スワンプロックを糞も味噌も一緒くたにしちゃうとかなりわかりにくいよね。ジョー・コッカーのマッドドグスとかがいいと思った人が、同じスワンプだと思ってトニー・ジョーなんか聴いたら相当違和感あると思う。私は、レオン・ラッセルやデラボニと、それに影響受けたコッカーやクラプトン、ストーンズなどを観光スワンプ、トニー・ジョーなどを土着スワンプと呼んでいます。観光だから悪いって訳じゃなくて、LAなどの大都会に出て行った連中が、ロックにカントリーやR&B、ゴスペルなどなど故郷の音楽のいいところをてんこ盛りにして、でっち上げたのが観光スワンプ。こっちは複数ドラムにホーンに女声コーラス隊も入ってすごい大所帯ですごい迫力。でも、実際は地元にはそんな音楽はなくて、あるのはトニー・ジョーみたいな、ギターとドラムの二人だけみたいな激渋の世界。
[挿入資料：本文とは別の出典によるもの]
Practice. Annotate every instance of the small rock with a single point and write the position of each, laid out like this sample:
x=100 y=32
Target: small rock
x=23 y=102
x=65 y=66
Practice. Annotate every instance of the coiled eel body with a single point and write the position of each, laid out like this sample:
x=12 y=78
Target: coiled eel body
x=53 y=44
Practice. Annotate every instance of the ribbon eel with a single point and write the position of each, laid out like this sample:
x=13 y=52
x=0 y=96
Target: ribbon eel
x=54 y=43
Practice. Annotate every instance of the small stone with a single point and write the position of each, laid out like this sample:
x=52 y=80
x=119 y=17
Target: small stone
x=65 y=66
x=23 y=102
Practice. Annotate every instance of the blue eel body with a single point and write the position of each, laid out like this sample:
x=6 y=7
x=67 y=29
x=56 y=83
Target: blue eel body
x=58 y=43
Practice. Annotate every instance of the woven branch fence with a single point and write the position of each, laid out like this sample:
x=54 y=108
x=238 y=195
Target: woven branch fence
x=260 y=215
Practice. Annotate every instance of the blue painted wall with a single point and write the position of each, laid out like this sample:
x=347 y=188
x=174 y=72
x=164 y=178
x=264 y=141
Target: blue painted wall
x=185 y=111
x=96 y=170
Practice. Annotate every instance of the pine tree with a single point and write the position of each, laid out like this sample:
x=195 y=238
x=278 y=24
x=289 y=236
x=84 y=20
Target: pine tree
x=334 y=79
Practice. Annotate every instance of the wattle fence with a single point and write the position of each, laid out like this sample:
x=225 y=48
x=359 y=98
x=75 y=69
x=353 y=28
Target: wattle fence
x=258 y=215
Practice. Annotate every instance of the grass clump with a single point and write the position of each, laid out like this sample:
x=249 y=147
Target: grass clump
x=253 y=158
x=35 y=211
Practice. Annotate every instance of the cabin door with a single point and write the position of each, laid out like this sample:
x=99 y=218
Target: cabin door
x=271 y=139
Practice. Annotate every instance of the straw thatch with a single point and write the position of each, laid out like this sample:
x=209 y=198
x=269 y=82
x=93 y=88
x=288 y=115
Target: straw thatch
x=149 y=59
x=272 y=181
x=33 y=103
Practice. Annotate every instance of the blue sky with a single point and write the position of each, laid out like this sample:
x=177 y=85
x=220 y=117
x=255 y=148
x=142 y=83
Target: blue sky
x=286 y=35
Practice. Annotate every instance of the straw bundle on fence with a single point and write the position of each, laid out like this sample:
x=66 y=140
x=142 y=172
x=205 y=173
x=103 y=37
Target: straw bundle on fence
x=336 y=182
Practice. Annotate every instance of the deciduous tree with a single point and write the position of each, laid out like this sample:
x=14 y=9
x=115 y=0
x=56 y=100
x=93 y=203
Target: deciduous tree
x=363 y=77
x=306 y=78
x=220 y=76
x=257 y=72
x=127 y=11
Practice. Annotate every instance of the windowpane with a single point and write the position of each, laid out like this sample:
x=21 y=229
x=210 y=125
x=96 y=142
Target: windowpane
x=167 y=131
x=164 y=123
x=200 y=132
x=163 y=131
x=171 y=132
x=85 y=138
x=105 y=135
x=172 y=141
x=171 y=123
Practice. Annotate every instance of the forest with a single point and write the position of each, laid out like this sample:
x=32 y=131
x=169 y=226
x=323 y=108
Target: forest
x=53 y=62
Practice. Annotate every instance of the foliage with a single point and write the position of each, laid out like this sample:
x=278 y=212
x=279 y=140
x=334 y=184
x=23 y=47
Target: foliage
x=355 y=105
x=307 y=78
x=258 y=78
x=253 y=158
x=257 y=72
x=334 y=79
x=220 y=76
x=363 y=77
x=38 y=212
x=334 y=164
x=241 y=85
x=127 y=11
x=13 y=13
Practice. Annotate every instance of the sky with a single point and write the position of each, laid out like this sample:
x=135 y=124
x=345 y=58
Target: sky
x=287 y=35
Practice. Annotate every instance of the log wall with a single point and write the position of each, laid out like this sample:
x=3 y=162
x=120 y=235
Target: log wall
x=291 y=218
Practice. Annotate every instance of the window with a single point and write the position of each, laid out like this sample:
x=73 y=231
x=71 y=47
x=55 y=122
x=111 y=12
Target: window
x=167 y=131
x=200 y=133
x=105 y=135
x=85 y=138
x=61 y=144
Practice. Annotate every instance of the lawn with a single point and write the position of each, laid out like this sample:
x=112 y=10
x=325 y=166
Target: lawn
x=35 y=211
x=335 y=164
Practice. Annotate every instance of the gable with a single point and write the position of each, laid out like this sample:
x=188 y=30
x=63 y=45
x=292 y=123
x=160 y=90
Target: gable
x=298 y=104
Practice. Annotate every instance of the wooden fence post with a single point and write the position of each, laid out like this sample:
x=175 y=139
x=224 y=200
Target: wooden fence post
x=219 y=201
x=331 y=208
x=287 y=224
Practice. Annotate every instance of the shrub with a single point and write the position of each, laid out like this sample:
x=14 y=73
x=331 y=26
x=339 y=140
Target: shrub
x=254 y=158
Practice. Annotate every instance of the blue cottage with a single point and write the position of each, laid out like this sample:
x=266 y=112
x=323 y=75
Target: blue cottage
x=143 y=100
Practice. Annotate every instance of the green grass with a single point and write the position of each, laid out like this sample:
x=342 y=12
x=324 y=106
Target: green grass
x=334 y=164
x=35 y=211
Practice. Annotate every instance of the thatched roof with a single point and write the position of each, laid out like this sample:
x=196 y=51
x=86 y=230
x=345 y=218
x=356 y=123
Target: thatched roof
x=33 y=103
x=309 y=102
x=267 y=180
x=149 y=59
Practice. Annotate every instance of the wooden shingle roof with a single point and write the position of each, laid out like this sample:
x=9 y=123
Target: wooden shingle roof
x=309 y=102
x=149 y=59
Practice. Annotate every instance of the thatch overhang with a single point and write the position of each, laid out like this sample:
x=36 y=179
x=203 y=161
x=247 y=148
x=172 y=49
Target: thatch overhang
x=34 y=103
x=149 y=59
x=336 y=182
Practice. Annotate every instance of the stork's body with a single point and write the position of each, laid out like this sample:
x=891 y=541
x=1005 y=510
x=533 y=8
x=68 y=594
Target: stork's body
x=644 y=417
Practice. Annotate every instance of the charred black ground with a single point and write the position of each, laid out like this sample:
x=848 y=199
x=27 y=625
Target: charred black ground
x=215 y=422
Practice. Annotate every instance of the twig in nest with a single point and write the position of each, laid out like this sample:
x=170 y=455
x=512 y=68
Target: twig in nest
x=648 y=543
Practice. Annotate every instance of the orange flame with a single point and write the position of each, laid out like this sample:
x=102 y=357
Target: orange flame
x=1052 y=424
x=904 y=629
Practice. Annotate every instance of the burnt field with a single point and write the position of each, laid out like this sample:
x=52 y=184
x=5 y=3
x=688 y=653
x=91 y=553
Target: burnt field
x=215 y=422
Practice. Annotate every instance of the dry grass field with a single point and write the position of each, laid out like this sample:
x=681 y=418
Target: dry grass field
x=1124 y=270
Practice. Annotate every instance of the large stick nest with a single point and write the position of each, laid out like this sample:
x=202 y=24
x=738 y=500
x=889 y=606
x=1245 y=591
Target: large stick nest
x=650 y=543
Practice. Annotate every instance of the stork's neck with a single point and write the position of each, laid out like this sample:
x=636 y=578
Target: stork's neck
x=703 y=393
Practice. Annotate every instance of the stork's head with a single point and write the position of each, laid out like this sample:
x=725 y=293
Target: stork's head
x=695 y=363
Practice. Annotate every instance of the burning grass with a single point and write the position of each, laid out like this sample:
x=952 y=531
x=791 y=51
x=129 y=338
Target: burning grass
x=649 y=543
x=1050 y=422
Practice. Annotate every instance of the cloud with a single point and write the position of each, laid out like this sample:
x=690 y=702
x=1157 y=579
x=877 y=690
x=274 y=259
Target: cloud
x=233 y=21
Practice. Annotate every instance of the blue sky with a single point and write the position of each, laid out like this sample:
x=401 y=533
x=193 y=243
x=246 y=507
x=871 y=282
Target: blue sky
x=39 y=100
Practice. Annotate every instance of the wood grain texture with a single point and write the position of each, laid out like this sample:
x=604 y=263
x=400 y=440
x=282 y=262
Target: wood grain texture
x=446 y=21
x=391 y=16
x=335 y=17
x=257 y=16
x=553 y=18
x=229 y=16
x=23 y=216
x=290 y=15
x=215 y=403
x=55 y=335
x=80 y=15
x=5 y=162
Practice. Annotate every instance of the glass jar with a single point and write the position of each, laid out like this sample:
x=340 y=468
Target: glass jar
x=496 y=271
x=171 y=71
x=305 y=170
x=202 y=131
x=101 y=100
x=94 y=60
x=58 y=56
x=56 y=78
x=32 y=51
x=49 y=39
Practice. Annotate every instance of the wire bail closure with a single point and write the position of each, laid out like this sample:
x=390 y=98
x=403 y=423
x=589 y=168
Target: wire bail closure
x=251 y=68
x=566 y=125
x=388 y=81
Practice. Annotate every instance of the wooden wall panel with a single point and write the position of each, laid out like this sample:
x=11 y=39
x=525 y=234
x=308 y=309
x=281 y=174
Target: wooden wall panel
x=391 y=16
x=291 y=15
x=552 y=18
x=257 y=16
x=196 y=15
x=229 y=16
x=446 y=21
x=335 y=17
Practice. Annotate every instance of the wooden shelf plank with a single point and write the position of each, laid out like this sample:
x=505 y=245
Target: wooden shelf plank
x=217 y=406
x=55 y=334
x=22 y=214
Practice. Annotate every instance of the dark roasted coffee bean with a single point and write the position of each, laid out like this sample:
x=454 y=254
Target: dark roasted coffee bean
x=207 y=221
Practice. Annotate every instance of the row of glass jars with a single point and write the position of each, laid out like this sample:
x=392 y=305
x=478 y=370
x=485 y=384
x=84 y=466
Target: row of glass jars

これがどちらもスワンプロックと呼ばれてるのはどうかなとも思う。それって、例えば北海道とか行ったら、観光客向けに「三大蟹食べ尽くしコース」とかってあって、地元の人はそんな物食ったことないみたいなもんじゃないのかなと思う。観光客向けのだって当然おいしいし、いっぺんにいろんな物が食べられていいし、地元の人が食べてるのだって慣れるのに時間がかかったりするかもしれないけどそこにしかない特別な味なんだと思う。ためしにWikipediaでスワンプロックを『調べたらサザンロックに引っ張って行かれて相当いい加減な説明してて笑っちゃいました。